Prevent spillovers (interference) and contamination between groups.
Balance covariates, detect assignment issues, and ensure results are analyzable.
Communicate trade-offs between precision, power, and practicality.

Concept explained simply

Two questions define solid experiments:

Unit selection: Who or what receives the treatment? (e.g., a user, a store, a city)
Randomization: How do we assign units to groups in a fair, reproducible way?

Pick the smallest unit that:

Experiences the treatment consistently (exposure is well-defined).
Does not affect other units’ outcomes (no or acceptable interference).
Matches how outcomes are measured (analysis unit aligns with assignment or is properly modeled).

Mental model

Who is treated? The entity that actually experiences the variant.
Where can interference flow? Within device, across devices for a user, across people in a household, across stores in a region, across friends in a network.
What do we measure? Choose metrics at or above the assignment level to avoid bias or use models that account for clustering.
How does randomness happen? Deterministic hashing or random draws that assign each unit to treatment or control in a reproducible, sticky way.

Core techniques

User-level randomization: Best for logged-in, cross-device experiences.
Session/device/cookie-level randomization: Use only if exposure is session-bound and cross-session contamination is unlikely.
Cluster randomization (e.g., by household, store, city): Use when within-cluster spillovers are strong.
Blocked/stratified randomization: Balance important covariates (e.g., platform, country, pre-period activity) before assignment.
Sticky assignment: A unit always gets the same variant across the test window.
SRM checks: Sample Ratio Mismatch indicates randomization or tracking problems.

Worked examples

Example 1: Free shipping banner on an e-commerce site

Situation: Banner appears for logged-in users across web and app.

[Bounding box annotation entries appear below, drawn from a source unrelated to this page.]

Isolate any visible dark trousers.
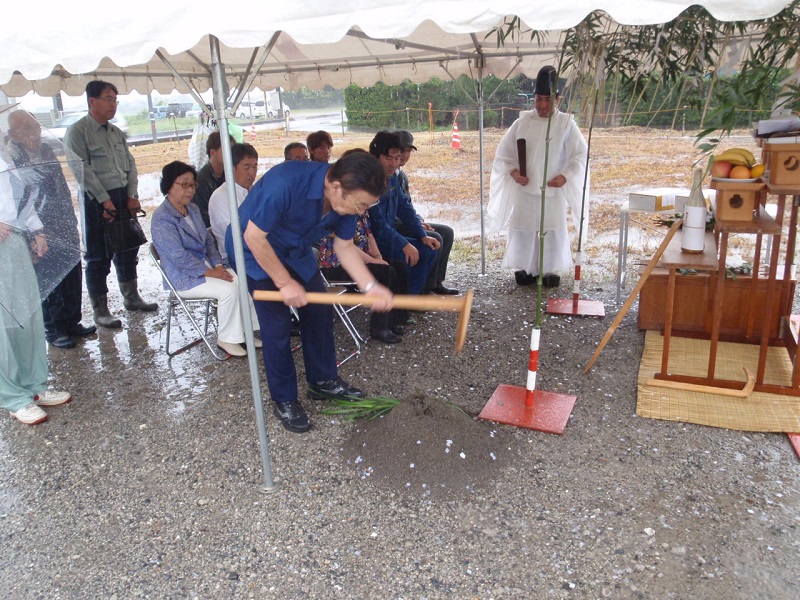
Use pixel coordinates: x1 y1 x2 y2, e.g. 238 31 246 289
247 270 338 402
397 223 455 292
322 264 408 333
83 188 139 297
42 263 83 342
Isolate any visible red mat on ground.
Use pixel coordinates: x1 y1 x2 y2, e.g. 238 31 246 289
478 384 577 435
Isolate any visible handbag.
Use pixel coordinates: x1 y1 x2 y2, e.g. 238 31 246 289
103 208 147 254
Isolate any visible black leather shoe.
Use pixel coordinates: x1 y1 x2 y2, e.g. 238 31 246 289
542 273 561 287
272 400 311 433
50 335 75 349
514 271 538 285
69 323 97 336
369 329 403 344
431 283 461 296
308 377 364 400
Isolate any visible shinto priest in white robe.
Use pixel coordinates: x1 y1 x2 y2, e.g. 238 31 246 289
487 111 590 275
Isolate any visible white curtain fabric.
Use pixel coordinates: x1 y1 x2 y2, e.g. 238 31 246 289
0 0 789 96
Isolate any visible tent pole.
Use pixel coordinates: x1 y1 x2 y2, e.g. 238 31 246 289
477 61 486 276
209 36 278 492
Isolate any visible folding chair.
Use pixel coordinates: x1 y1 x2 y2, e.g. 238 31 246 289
320 272 367 366
150 244 228 361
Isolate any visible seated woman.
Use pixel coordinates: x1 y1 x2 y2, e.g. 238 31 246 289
318 213 408 344
151 160 261 356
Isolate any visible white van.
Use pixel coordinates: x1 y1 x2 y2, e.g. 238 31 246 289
235 100 267 119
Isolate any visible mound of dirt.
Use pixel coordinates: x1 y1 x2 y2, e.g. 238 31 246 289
342 394 509 497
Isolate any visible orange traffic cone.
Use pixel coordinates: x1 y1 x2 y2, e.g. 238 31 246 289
450 121 461 150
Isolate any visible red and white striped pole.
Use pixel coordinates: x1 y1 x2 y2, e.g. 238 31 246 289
450 110 461 150
525 327 542 408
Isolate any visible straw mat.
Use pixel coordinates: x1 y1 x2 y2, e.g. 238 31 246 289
636 331 800 432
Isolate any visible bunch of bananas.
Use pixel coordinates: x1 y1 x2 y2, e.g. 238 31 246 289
714 148 756 169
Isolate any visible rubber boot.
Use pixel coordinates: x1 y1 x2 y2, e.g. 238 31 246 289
89 294 122 329
119 279 158 312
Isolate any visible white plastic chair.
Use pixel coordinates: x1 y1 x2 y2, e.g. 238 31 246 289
320 272 367 366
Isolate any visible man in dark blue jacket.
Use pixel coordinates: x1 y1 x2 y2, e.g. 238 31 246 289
369 131 439 294
230 152 392 433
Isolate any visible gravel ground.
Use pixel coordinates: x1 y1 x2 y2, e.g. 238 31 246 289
0 251 800 599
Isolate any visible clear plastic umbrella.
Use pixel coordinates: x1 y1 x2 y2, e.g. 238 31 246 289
0 109 83 328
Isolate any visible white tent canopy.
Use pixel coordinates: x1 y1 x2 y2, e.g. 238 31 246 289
0 0 788 96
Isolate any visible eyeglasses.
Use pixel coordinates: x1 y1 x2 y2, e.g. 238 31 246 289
347 194 380 215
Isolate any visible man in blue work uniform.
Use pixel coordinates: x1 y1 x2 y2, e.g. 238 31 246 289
225 152 392 433
369 131 439 294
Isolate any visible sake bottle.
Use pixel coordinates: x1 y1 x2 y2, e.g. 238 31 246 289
681 169 706 254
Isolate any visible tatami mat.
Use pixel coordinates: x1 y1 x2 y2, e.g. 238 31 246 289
636 331 800 432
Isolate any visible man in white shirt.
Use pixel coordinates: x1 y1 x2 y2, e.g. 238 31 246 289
208 144 258 264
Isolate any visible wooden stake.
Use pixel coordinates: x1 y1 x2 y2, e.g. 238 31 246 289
583 219 683 373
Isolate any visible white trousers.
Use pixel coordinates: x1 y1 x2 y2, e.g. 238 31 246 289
178 269 258 344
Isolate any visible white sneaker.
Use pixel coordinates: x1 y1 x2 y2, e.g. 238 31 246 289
11 402 47 425
33 390 72 406
217 340 247 356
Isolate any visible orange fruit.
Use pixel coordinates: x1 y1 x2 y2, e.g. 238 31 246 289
728 165 750 179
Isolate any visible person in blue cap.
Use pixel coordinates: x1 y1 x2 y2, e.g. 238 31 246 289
225 152 392 433
487 66 589 287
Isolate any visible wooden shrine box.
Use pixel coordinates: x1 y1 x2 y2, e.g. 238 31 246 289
711 179 767 221
762 142 800 186
638 268 796 342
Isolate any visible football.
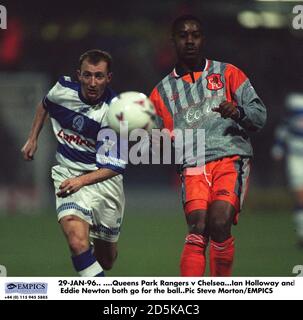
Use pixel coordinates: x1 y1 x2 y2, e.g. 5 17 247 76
107 91 156 133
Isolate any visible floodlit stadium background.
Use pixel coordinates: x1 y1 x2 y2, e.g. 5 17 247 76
0 0 303 276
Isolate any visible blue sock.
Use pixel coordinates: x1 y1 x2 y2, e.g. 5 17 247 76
72 248 104 277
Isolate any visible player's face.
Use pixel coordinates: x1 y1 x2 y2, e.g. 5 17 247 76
173 20 204 63
78 60 112 103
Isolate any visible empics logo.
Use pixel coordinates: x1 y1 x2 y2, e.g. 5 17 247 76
292 5 303 30
0 5 7 29
0 264 7 277
5 282 47 294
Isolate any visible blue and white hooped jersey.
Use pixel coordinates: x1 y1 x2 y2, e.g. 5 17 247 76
43 77 125 173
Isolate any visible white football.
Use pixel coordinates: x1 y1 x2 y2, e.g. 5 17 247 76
107 91 156 133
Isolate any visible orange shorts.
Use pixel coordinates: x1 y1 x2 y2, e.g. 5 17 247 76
182 156 250 222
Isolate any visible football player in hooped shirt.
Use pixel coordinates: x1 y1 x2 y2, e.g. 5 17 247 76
150 15 266 276
22 50 125 277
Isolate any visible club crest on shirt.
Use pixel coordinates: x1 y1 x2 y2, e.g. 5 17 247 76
206 73 223 91
72 115 84 133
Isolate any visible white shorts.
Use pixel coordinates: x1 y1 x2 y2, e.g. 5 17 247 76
287 155 303 191
52 165 125 242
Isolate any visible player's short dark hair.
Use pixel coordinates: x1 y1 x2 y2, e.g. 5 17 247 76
79 49 112 72
171 14 203 35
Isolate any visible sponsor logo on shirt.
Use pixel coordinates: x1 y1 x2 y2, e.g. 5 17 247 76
206 73 224 91
57 129 96 148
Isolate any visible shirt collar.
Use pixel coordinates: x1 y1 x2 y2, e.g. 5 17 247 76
173 59 208 78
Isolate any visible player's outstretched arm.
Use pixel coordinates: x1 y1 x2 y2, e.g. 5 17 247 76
57 168 119 198
21 102 47 161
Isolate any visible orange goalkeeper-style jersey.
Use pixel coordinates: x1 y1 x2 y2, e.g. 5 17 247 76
150 59 266 167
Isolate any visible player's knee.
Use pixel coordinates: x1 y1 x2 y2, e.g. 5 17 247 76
95 252 118 271
68 234 89 255
187 210 206 235
209 217 231 236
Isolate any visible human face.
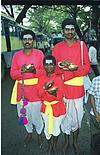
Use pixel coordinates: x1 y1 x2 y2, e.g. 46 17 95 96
22 34 33 49
63 25 76 40
44 60 55 74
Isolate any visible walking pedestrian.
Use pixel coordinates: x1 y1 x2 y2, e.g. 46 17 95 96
89 41 99 76
38 55 66 155
10 30 44 145
52 19 90 155
88 75 100 155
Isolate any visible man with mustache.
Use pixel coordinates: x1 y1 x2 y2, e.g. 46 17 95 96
10 30 44 146
52 19 90 155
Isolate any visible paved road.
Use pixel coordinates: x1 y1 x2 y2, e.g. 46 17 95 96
1 69 99 155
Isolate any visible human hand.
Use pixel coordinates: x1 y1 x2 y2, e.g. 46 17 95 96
27 64 36 74
95 112 100 122
21 64 27 73
58 60 78 71
48 87 58 96
43 80 54 90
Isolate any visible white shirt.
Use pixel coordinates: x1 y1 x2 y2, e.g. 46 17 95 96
89 46 98 65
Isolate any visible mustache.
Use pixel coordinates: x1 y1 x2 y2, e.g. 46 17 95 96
25 43 30 45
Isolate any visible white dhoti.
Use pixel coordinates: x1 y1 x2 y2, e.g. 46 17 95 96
61 97 83 135
17 101 43 134
41 113 64 140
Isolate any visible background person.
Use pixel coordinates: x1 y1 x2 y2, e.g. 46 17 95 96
38 55 66 155
10 30 44 147
89 42 99 76
88 75 100 155
52 19 90 155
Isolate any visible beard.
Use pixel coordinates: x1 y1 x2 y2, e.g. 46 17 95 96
64 33 75 40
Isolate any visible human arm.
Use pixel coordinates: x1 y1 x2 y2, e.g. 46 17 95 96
90 95 100 122
10 53 22 80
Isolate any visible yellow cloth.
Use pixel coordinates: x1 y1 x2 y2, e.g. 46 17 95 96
11 78 38 104
43 101 58 134
64 76 84 86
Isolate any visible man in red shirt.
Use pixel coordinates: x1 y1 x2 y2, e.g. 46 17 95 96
10 30 44 147
52 19 90 155
38 55 66 155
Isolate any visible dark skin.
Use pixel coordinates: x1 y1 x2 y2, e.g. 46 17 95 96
44 64 58 96
21 35 36 74
44 64 58 155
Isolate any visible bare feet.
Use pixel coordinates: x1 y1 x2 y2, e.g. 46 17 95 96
38 134 43 149
61 143 69 155
73 143 80 155
24 133 32 147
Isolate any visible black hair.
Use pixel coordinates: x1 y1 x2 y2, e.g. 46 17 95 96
21 29 35 40
43 55 56 66
62 18 76 29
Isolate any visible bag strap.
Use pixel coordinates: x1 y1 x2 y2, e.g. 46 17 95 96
80 41 83 66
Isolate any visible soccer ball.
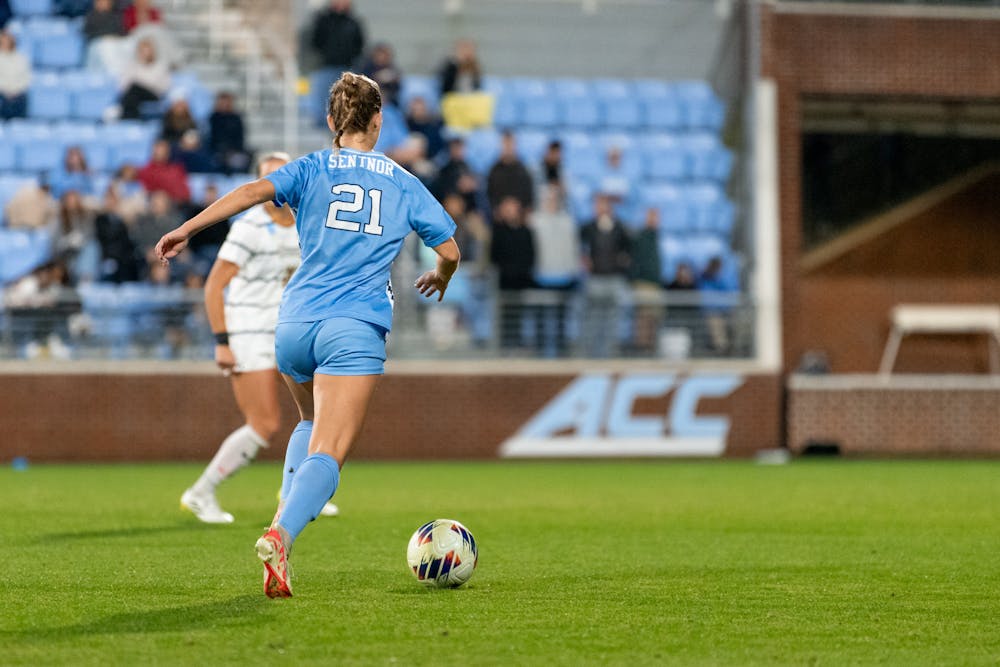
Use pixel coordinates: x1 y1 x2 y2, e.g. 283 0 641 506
406 519 479 588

Unit: User account (to stay consistent across devices).
Randomization: Deterministic hash of user_id to buckets, 50/50 split.
Risks: Logged-out traffic. Mitigation: For anonymous users, either exclude from test or use cookie-level with short duration and clear analysis separation.
Outcome: Per-user conversion rate and revenue per user over test window.

Example 2: Notification send-time experiment

Situation: Compare two send schedules for push notifications.

Unit: User (schedules influence multiple days; per-session assignment would cross-contaminate).
Randomization: User-level hashing to Schedule A or B, sticky for entire test.
Outcome: Per-user opens, conversions, and opt-out rate during the test.
Note: Repeated measures per user are aggregated at user-level for analysis.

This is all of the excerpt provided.